Saturday, December 10, 2005

The Tech News: JVC GR-DF550US Digital Camcorder!!

"The JVC GR-DF550US goes for a boxy style that looks as if its two halves (one for the lens, one for the tape transport) were designed separately and then stuck together at the last moment. And although the camcorder fits comfortably in the hand, it does have a tendency to tilt--many of its heaviest parts (such as the battery) are positioned to the left, away from the hand. You can deal with this by putting your right thumb underneath the camera to stabilize it, but this solution takes your thumb away from the record button. It's an interesting attempt at a different design that doesn't really work.

We found the video quality of the GR-DF550US to be somewhat disappointing. The video was sharp and had plenty of detail, but colors looked washed out, both under natural light and indoors. However, the GR-DF550US outperformed all the other cameras in the August review group at shooting video in low light, doing an excellent job of reproducing colors in a very challenging lighting situation. You can set the two white LEDs to turn on automatically when a scene becomes too dark. But the lights are so bright that some subjects might find it uncomfortable to look into the lens.
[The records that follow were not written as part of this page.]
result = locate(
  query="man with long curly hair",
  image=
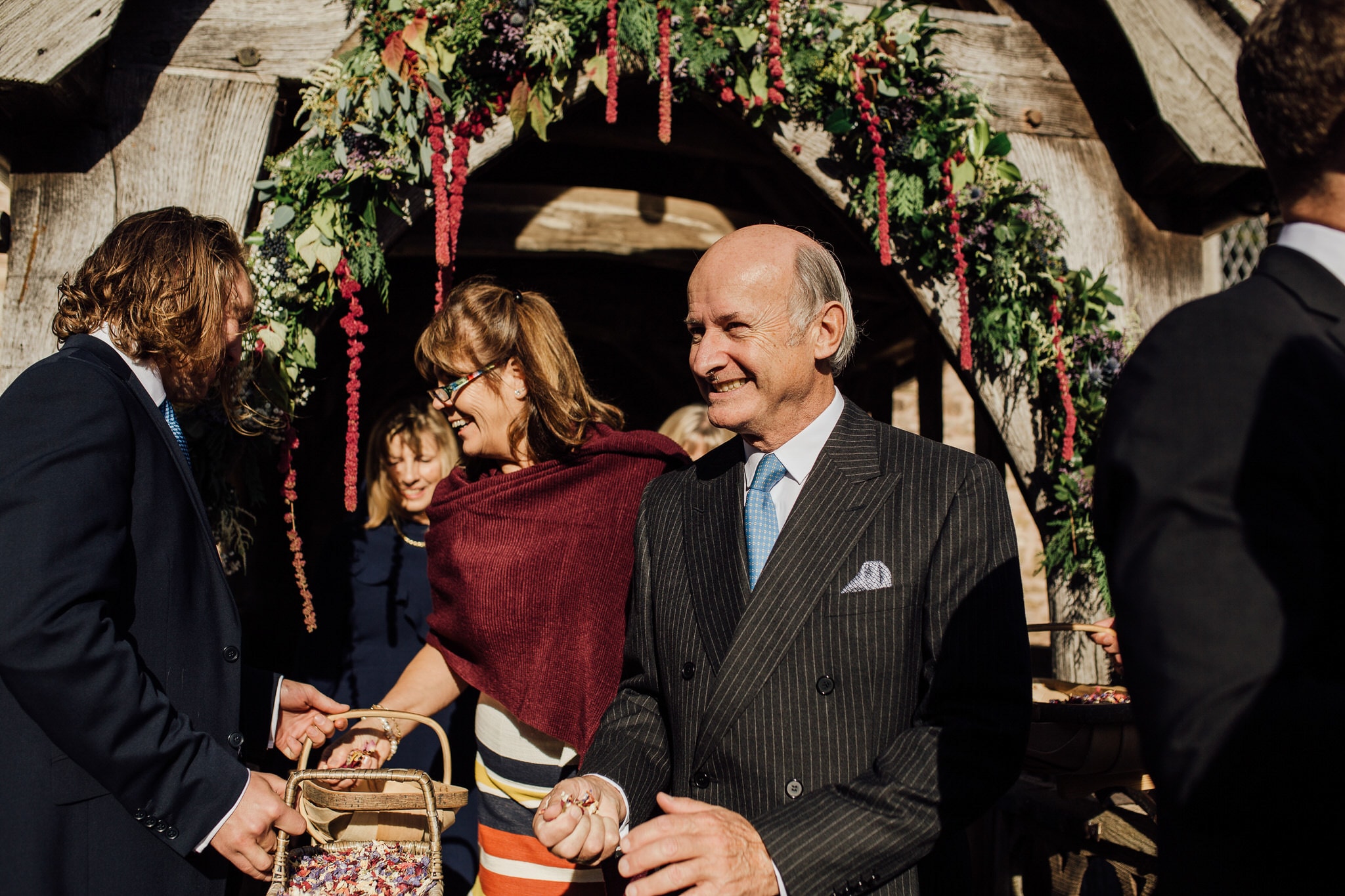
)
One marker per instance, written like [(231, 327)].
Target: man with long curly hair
[(124, 704)]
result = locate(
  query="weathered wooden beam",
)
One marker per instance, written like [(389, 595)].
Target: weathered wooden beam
[(198, 144), (265, 38), (1191, 69), (43, 39)]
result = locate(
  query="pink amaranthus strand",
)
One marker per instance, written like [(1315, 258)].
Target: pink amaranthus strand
[(354, 328), (665, 73), (775, 93), (611, 61), (296, 544), (961, 270), (443, 251), (880, 165), (1067, 449)]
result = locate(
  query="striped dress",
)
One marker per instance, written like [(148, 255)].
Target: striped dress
[(516, 767)]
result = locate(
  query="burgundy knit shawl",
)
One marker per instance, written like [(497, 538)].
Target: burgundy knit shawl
[(530, 572)]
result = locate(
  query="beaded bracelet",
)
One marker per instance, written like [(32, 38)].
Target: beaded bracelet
[(391, 730)]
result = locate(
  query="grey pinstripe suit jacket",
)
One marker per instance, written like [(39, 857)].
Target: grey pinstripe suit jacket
[(852, 730)]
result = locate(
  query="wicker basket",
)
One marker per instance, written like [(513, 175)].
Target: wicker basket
[(396, 809)]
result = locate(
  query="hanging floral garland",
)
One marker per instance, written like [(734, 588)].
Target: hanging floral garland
[(925, 172)]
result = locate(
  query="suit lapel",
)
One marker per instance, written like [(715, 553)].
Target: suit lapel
[(845, 489), (114, 362), (1314, 286), (715, 547)]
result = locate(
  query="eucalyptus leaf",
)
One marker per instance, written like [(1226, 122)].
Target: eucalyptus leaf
[(747, 37), (998, 146), (838, 121), (307, 245), (963, 175), (436, 86), (759, 81), (282, 218)]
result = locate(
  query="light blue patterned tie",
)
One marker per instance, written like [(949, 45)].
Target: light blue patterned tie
[(759, 516), (171, 418)]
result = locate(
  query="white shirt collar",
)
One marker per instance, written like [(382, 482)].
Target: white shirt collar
[(146, 371), (801, 453), (1324, 245)]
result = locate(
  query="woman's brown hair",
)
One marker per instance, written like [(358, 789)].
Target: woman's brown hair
[(422, 429), (485, 323), (163, 281)]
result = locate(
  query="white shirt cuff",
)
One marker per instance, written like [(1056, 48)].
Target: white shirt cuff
[(626, 803), (275, 712), (215, 829)]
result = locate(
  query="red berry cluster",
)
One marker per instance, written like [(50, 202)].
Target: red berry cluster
[(296, 544), (611, 61), (880, 164), (354, 328), (665, 73), (443, 255), (961, 270), (772, 53), (1067, 449)]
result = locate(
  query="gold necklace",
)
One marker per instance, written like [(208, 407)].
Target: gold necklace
[(410, 542)]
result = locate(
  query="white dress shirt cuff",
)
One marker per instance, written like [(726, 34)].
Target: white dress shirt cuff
[(626, 825), (271, 744), (275, 712), (214, 830), (626, 805)]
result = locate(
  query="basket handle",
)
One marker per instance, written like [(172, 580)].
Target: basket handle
[(1063, 626), (380, 714), (412, 775)]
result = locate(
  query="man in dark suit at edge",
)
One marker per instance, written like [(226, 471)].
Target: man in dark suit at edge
[(826, 667), (123, 698), (1219, 500)]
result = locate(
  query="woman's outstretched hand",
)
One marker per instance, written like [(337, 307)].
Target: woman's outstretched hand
[(361, 747)]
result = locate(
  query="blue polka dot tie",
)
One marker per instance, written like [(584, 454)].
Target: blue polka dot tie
[(171, 418), (759, 516)]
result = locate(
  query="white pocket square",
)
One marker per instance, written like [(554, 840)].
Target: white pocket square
[(873, 575)]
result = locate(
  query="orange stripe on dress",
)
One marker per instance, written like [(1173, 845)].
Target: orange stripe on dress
[(495, 884), (521, 848)]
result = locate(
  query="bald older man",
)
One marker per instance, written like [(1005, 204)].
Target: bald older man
[(826, 668)]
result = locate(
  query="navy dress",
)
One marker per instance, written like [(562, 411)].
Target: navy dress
[(372, 602)]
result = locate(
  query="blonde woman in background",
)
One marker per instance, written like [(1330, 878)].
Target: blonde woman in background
[(690, 427), (374, 598)]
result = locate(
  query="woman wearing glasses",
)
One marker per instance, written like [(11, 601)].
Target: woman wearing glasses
[(530, 551)]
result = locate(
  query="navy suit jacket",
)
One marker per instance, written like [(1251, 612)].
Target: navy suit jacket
[(121, 681)]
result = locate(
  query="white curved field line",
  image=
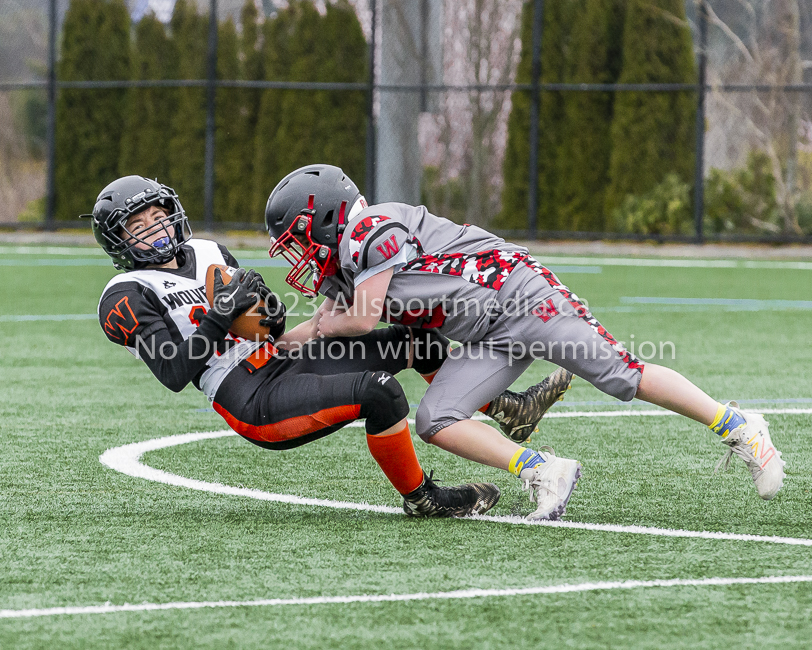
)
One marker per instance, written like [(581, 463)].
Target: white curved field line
[(127, 460), (107, 608)]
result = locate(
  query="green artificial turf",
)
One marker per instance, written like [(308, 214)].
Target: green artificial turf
[(75, 533)]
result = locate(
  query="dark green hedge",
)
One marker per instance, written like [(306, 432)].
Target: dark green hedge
[(160, 132)]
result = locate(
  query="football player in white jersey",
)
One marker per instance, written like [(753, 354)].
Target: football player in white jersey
[(401, 264), (158, 310)]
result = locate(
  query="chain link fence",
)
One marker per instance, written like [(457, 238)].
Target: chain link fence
[(436, 102)]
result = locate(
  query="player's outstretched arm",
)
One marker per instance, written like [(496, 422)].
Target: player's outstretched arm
[(365, 312)]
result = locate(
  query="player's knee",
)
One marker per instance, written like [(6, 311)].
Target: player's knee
[(383, 402), (430, 350), (429, 420)]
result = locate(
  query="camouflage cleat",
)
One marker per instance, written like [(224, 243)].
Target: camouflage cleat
[(518, 414), (431, 500)]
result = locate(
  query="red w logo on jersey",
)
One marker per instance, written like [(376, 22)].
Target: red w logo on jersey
[(389, 247), (121, 321)]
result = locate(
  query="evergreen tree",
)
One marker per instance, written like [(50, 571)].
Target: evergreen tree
[(278, 51), (148, 123), (517, 151), (95, 46), (299, 137), (652, 132), (246, 125), (228, 147), (557, 22), (555, 52), (585, 144), (188, 143), (342, 118)]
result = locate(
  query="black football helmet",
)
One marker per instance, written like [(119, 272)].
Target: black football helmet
[(125, 197), (305, 216)]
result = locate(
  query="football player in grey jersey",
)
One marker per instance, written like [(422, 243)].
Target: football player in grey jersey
[(159, 311), (401, 264)]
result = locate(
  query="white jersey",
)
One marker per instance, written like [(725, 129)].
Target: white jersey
[(136, 304)]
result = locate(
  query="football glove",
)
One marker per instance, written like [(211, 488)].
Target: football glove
[(235, 298), (272, 309)]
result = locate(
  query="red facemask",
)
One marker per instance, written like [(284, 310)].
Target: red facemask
[(311, 262)]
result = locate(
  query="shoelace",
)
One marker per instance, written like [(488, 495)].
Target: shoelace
[(528, 484), (746, 456)]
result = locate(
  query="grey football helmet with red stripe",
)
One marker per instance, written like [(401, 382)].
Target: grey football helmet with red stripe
[(305, 216), (125, 197)]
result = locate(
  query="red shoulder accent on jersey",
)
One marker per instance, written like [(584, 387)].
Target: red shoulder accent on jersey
[(389, 247), (360, 232), (488, 269), (121, 321)]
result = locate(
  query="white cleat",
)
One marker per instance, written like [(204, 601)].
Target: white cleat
[(551, 485), (751, 442)]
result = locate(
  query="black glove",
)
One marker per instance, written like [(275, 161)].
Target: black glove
[(235, 298), (273, 311)]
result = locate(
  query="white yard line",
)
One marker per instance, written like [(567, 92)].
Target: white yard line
[(108, 608), (24, 318), (551, 260), (127, 460)]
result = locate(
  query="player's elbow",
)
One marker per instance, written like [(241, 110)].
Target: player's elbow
[(365, 324)]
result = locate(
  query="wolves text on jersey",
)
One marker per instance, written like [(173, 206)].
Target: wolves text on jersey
[(488, 269), (186, 297)]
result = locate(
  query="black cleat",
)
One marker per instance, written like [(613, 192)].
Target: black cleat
[(518, 414), (431, 500)]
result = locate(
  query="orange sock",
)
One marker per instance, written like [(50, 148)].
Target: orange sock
[(430, 378), (395, 454)]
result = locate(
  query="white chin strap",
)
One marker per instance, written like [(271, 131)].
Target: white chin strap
[(359, 205)]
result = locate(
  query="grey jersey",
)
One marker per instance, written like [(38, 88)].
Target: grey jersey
[(446, 276)]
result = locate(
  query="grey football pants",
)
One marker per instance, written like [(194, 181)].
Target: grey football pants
[(541, 319)]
We also found this JVC camcorder's still images to be relatively poor in our tests, producing muddy colors and showing a lack of clarity in fine details.

With its 15X optical zoom, the JVC leads the group in that category (though you really need to use a tripod at the longer zoom settings, as such settings exaggerate camera shakes). It weighs just 14.4 ounces, which makes it the lightest of these cameras. And it's also the least-expensive camcorder here, with a street price of $450.

The battery life of the DF550US, however, was disappointing at just 1 hour, 5 minutes--the worst in our group, and less than half that of the Sony DCR-DVD403 or the Hitachi DZGX20A. There are ways to stretch operating life, such as by turning down the LCD screen's brightness or using the viewfinder, but on this camera, the viewfinder screen is rather small and uncomfortable to use, so that resort isn't ideal. One nice touch: If you close both the LCD screen and the viewfinder, the camera turns itself off, lessening the chances of accidentally running down the battery.

Another welcome detail is the quick-review button, which rewinds the tape, shows the last few seconds of video, and then switches back to recording mode. This is useful if you can't remember the last thing you recorded--and a lot easier than switching to playback, rewinding the tape, watching the video, and then switching back to recording mode.

The camera also has a selection of scene modes (such as sports or snow) and special effects (such as sepia, monotone, and strobe), and a number of modes have a preset shutter speed to approximate some degree of manual control."

Lots of ports, Low Light Plus for low light video.

the lackluster image quality, short battery life, and awkward handling.